3. Mortality: There is no mortality due to this condition documented yet

4. Diagnosis:

  • Complete blood count and a serum chemistry panel
  • Skull x-rays
  • CT SCAN/MRI

5. Prognosis:

Facial paralysis isn't a lethal condition; however, it is a permanent problem. Discuss with your vet to figure out the underlying cause. When no underlying problem was found for the nerve damage as in idiopathic causes, then the dog’s prognosis is good.
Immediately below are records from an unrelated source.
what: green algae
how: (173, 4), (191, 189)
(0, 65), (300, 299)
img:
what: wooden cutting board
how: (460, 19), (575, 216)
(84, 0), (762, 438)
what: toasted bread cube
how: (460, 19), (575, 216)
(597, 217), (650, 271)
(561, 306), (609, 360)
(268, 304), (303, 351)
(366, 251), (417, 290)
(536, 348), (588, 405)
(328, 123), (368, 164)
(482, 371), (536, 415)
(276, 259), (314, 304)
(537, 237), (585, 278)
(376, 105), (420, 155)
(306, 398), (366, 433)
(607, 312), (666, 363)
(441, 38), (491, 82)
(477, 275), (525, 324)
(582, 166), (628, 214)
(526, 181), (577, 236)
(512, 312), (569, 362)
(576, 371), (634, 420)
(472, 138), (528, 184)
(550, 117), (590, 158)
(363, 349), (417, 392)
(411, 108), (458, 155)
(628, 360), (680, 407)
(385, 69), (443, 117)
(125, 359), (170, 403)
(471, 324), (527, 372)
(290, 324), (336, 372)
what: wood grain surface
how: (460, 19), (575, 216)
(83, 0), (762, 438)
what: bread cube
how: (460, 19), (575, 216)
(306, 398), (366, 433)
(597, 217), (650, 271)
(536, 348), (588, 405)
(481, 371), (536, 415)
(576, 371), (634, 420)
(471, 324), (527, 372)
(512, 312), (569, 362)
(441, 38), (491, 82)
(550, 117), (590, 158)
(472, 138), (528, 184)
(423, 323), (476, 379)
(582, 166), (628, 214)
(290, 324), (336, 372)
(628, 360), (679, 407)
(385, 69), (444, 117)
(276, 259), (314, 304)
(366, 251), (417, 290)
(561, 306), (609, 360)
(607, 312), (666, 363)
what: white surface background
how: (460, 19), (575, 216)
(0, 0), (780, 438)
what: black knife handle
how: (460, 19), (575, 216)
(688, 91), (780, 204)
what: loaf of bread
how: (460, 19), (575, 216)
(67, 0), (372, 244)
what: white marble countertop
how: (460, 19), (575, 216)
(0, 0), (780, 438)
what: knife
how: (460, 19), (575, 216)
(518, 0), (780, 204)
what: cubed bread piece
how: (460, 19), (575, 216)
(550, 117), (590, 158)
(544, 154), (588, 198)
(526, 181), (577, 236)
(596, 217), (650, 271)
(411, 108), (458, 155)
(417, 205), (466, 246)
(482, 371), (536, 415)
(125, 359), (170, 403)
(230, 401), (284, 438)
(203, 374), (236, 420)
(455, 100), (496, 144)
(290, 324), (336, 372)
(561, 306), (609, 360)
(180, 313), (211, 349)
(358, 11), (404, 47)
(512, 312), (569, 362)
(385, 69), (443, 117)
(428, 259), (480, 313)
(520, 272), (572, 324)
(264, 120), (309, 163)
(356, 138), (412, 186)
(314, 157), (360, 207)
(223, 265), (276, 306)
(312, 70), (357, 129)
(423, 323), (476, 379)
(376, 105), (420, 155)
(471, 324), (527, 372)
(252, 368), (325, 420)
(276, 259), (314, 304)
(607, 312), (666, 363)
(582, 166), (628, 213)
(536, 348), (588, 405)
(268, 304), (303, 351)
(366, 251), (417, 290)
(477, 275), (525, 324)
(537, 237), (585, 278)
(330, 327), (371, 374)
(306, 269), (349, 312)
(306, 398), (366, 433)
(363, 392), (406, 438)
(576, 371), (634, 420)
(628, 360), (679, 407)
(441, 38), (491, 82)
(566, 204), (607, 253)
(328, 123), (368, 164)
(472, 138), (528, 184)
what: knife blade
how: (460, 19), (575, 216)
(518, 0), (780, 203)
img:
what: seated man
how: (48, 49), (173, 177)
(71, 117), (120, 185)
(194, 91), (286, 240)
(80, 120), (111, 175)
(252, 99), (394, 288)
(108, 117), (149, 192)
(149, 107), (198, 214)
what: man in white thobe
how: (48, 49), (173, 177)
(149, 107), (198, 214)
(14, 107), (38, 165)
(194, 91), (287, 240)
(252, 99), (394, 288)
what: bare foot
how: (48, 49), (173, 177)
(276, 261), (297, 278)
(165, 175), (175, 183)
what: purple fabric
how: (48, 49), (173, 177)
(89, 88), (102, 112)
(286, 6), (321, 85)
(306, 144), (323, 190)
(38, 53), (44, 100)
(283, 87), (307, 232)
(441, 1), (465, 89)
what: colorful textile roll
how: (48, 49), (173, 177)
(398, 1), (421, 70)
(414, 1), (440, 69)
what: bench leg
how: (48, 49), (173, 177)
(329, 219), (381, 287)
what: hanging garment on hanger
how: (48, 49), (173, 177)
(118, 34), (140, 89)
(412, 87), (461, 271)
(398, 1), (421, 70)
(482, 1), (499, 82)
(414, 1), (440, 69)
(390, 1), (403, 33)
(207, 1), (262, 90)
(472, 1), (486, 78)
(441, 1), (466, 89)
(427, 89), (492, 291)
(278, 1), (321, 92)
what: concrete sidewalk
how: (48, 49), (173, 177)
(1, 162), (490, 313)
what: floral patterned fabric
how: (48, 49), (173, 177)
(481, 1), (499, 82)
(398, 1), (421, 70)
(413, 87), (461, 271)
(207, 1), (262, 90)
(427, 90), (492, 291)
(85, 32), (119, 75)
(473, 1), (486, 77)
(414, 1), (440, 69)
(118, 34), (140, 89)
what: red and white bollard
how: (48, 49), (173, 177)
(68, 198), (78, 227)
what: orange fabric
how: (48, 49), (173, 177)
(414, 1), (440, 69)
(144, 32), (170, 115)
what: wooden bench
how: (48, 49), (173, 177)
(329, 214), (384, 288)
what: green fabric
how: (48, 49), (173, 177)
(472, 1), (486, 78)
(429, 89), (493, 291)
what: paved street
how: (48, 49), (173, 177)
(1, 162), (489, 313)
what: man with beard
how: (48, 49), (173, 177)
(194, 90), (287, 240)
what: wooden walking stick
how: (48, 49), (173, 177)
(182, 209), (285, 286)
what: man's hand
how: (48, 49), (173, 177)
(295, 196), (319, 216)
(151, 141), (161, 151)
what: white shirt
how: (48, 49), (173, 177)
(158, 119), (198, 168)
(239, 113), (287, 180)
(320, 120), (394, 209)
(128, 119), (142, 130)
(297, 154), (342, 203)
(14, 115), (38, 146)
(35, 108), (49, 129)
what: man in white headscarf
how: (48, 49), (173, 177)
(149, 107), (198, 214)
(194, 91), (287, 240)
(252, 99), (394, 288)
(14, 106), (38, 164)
Prognosis is guarded for paralysis due to ear infection depending on the diagnosis and appropriate treatment for cases of ear infection. Infected Dogs due to an underlying medical condition will need follow-up visits to monitor their progress.

When To See A Vet

Contact your vet right away, if you notice any of the following:

  • Failure to move the eyelids to close normally or causing problems in the blinking process
  • The palpebral fissure may be larger on one side than the other
  • Sloppy eating; Food falling from the side of the mouth

Food Suggestions For Facial Nerve Paralysis

  • Minimally processed meat: seafood, organ meat, and poultry; meats should be pasture-raised or grass-fed, whenever possible
  • Soups: Broths, chicken soup/stew, fish stew
  • Omega-3 oily fishes such as salmon, tuna, cod, etc
  • Leafy greens such as spinach, kale, watercress, etc
  • Citrus fruits or juices, Sweet potatoes, tomatoes, pumpkin
  • Zinc foods such as Pork, tuna, Oysters
  • Blueberries, Broccoli, cabbage, carrots, etc

Conclusion

The prognosis for dogs with facial nerve paralysis depends upon the specific diagnosis, as well as the dog's health condition at the time of diagnosis.

If the underlying cause of paralysis is diagnosed early and the dog is in relatively good health, effective treatment for the underlying illness will result in a good prognosis.